Пока этим столь научно обоснованным делом занимались Карабановы, Таранцы, Волоховы, Осадчие, Митягины, я мог спать спокойно, ибо эти люди отличались полным знанием дела и добросовестностью. Селяне по утрам после краткого переучета своего имущества приходили к заключению, что двух кувшинов молока не хватает, тем более что и сами кувшины стояли тут же и свидетельствовали о своевременности переучета. Но замок на погребе находился в полной исправности и даже был заперт непосредственно перед переучетом, крыша была цела, собака ночью «не гавкав», и вообще все предметы, одушевленные и неодушевленные, глядели на мир открытыми и доверчивыми глазами.

Совсем другое началось, когда к прохождению курса первобытной культуры приступило молодое поколение. В этом случае замок встречал хозяина с перекошенной от ужаса физиономией, ибо самая жизнь его была, собственно говоря, ликвидирована неумелым обращением с отмычкой, а то и с ломиком, предназначенным для дела восстановления бывшего имения Трепке. Собака, как вспомнил хозяин, ночью не только «гавкав», но прямо-таки «разрывався на части», и только хозяйская лень была причиной того, что собака не получила своевременного подкрепления. Неквалифицированная, грубая работа наших пацанов привела к тому, что скоро им самим пришлось переживать ужас погони разъяренного хозяина, поднятого с постели упомянутой собакой или даже с вечера поджидавшего непрошеного гостя. В этих погонях заключались уже первые элементы моего беспокойства. Неудачливый пацан бежал, конечно, в колонию, чего никогда бы не сделало старшее поколение. Хозяин приходил тоже в колонию, будил меня и требовал выдачи преступника. Но преступник уже лежал в постели, и я имел возможность наивно спрашивать:

– Вы можете узнать этого мальчика?

– Да как же я его узнаю? Видел, как сюды побигло.

– А может быть, это не наш? – делал я еще более наивный ход.

– Как же – не ваш? Пока ваших не было, у нас такого не водилось.

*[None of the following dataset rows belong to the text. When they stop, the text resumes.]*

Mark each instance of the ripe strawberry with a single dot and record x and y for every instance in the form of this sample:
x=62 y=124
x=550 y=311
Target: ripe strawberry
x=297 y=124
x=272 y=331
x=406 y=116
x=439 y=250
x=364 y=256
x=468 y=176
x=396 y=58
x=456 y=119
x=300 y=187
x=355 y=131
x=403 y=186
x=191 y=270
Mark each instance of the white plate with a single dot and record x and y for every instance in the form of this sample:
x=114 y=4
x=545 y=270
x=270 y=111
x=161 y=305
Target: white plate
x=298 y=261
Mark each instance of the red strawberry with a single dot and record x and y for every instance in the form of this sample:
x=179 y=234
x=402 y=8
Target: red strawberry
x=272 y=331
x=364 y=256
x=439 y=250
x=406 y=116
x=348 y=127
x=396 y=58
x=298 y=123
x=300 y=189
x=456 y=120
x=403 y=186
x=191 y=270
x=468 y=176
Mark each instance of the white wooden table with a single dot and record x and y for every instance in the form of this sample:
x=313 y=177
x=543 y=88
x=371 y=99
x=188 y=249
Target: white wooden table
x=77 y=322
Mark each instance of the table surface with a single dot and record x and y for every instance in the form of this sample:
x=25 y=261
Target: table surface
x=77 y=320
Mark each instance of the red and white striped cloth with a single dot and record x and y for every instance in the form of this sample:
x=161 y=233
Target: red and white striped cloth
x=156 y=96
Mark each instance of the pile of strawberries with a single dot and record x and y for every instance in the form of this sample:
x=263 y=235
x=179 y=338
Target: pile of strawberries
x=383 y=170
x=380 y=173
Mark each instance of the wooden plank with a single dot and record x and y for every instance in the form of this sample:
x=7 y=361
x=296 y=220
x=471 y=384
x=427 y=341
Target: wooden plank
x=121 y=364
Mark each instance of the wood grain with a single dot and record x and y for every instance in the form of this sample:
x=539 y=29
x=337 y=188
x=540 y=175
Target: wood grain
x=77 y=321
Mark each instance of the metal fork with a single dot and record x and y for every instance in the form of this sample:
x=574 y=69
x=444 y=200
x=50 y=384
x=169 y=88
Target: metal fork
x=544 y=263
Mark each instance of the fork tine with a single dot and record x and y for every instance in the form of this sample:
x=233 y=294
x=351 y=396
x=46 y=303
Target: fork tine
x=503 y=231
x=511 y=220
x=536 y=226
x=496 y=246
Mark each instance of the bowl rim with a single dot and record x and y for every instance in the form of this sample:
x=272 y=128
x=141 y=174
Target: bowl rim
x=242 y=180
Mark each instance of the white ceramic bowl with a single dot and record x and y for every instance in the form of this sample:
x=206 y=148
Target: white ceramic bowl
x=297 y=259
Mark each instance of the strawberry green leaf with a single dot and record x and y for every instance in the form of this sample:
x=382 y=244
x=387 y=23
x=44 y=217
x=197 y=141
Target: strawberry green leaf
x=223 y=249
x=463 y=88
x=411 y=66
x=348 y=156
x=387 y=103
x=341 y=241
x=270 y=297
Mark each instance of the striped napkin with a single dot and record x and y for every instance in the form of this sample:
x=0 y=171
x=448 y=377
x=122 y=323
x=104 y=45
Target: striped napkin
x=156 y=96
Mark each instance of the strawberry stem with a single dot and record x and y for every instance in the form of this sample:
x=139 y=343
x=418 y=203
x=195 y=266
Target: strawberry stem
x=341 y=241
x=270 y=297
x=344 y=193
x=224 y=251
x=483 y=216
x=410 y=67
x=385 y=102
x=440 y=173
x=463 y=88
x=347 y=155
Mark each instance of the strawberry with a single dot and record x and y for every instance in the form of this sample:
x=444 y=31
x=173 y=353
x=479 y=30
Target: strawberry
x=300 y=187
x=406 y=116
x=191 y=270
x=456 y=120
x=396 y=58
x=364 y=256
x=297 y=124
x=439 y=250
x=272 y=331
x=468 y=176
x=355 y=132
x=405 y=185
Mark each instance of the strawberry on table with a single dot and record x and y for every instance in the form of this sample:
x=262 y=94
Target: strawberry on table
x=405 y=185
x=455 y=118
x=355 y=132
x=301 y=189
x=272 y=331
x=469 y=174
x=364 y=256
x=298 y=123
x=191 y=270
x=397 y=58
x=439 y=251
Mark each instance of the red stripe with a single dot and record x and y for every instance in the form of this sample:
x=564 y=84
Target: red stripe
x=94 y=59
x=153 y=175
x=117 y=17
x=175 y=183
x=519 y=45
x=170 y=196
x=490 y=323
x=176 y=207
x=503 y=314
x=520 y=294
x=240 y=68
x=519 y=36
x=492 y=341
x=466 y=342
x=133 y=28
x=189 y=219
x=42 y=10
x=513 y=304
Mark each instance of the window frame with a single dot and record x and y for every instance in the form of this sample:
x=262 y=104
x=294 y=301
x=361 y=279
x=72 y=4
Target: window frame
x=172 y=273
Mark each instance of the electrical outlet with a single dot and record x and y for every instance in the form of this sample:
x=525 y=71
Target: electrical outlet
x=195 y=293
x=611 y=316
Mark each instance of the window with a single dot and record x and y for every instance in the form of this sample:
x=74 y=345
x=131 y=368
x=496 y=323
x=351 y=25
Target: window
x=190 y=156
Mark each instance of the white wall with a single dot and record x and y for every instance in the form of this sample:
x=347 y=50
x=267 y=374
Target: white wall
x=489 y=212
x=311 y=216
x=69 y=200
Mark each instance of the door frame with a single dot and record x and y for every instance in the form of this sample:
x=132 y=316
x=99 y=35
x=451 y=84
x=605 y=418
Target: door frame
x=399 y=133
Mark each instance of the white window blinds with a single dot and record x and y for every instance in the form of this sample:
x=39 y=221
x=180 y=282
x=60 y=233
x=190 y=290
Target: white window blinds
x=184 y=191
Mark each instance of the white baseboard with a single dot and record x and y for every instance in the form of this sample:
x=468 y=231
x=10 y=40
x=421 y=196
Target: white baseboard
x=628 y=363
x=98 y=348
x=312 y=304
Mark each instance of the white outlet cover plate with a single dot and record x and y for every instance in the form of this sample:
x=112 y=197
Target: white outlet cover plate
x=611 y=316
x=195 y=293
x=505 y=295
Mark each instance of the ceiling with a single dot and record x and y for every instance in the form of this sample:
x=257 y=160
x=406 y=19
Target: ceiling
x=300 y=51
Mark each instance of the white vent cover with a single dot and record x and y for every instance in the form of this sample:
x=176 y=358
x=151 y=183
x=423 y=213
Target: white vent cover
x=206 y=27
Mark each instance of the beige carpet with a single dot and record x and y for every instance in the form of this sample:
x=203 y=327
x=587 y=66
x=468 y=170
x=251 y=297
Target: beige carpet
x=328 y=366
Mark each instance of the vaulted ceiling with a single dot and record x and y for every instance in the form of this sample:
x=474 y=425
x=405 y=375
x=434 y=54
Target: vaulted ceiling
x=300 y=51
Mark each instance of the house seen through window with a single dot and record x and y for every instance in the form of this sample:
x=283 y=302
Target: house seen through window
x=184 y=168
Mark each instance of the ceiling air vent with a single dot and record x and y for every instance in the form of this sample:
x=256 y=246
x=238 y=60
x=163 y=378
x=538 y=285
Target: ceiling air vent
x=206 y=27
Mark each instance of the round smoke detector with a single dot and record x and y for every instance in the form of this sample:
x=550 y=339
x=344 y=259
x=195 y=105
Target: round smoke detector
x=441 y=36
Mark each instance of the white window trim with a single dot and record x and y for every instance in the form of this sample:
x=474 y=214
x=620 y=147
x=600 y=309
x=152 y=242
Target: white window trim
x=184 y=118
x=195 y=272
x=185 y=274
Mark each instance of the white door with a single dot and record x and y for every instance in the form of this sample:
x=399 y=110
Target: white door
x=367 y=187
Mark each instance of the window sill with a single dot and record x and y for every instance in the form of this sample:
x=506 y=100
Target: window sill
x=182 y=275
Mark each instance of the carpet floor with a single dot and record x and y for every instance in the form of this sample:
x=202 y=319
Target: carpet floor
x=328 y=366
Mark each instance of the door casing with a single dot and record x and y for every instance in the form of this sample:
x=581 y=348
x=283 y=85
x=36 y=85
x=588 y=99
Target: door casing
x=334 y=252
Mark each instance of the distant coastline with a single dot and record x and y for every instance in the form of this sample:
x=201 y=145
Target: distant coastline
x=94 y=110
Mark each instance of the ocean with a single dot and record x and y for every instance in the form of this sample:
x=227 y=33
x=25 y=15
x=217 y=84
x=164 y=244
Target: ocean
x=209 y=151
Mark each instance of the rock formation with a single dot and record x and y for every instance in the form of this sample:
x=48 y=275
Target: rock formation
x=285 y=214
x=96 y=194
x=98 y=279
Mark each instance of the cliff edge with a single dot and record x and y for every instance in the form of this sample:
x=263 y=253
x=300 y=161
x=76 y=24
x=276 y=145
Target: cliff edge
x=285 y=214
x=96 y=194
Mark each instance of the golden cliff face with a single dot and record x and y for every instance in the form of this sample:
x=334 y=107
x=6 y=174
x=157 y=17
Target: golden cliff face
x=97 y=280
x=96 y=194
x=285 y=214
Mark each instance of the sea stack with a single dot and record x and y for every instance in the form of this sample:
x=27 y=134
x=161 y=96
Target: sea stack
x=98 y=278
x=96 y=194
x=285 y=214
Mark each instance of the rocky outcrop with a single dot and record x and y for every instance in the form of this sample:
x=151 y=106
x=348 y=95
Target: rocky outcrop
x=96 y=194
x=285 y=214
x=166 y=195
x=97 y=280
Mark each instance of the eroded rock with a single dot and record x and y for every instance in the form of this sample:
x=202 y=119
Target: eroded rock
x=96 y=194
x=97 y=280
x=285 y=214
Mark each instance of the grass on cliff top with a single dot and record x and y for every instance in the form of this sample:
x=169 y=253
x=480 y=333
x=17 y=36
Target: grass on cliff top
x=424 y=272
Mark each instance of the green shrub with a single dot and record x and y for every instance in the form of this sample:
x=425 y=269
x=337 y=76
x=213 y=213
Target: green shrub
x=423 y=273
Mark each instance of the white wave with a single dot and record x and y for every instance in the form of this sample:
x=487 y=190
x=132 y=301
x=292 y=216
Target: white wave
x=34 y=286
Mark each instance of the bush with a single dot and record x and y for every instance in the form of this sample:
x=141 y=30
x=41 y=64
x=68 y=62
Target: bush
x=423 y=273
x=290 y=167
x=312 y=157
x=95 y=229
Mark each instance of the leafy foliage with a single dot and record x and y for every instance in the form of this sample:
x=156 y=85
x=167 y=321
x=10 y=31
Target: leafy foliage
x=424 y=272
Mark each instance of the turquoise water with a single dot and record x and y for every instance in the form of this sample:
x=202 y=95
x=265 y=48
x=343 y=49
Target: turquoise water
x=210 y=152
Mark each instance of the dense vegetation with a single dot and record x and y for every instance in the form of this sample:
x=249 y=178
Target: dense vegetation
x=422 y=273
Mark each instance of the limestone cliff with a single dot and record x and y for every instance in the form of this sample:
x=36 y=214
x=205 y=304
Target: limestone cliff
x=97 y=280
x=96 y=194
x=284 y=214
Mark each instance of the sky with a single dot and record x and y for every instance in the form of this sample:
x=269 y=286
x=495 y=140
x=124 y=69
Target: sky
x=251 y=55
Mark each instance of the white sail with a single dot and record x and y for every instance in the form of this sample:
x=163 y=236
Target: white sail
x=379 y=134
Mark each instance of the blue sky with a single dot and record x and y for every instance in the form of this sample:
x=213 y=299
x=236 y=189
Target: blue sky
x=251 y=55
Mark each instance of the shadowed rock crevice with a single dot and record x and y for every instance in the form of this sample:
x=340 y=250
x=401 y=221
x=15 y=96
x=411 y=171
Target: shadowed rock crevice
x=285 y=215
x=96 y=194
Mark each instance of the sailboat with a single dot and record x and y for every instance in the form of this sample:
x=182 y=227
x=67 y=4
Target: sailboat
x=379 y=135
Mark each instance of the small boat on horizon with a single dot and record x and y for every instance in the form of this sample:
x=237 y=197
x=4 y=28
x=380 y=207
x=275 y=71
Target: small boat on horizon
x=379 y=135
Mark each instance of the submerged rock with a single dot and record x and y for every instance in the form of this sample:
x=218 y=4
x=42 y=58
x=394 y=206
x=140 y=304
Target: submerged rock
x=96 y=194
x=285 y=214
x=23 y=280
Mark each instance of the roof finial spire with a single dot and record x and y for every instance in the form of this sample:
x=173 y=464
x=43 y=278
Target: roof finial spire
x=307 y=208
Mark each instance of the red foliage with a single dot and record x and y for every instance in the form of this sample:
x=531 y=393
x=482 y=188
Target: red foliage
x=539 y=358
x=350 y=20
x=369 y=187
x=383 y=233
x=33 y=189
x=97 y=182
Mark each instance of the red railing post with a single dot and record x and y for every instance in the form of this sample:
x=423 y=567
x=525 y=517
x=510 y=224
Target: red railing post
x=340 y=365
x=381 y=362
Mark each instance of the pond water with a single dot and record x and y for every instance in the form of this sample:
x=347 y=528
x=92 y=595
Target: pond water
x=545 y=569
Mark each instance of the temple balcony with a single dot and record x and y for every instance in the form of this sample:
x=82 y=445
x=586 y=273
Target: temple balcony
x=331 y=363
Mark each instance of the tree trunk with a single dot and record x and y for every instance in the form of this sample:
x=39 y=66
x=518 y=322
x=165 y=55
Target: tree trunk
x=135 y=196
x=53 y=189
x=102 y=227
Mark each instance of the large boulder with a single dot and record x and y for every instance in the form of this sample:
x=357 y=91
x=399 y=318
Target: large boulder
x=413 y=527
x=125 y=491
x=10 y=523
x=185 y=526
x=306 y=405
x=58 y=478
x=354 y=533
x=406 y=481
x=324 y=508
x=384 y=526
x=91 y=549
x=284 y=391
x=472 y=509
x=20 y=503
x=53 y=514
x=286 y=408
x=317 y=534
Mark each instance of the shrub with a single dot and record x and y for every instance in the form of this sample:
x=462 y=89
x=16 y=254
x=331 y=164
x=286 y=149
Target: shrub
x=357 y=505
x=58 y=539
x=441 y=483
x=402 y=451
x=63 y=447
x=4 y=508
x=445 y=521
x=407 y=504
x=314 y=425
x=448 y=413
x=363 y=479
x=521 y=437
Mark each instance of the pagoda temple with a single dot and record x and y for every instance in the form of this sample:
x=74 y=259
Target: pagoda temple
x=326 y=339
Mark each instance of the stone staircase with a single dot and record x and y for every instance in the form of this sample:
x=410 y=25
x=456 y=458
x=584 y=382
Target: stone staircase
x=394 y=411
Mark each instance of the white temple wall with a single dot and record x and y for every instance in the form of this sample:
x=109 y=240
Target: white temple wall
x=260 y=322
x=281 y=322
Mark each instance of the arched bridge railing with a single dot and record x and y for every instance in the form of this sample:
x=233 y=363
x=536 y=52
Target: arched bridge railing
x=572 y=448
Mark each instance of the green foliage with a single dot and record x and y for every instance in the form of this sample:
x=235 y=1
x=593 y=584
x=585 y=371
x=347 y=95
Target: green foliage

Потерпевший начинал загибать пальцы и отмечать фактический материал, имевшийся в его распоряжении:

– Вчора в ночи у Мирошниченка молоко выпито, позавчора поломано замка у Степана Верхолы, в ту субботу пропало двое курей у Гречаного Петра, а за день перед тем… там вдова живет Стовбина, може, знаете, так приготовила на базарь два глечика сметаны, пришла, бедная женщина, в погреб, а там все чисто перевернуто и сметану попсувало[103]. А у Василия Мощенко, а у Якова Верхолы, а у того горбатого, як его… Нечипора Мощенка…

– Да какие же доказательства?

– Да какие же доказательства? Вот я ж пришел, бо сюды побигло. Да больше и некому. Ваши ходять в Трепке и все подглядывают…

В то время я далеко не так добродушно относился к событиям. Жалко было и селян, досадно и тревожно было ощущать свое полное бессилие. Особенно неуютно было мне оттого, что я даже не знал всех историй, и можно было подозревать что угодно. А в то время, благодаря событиям зимы, у меня немного расшатались нервы.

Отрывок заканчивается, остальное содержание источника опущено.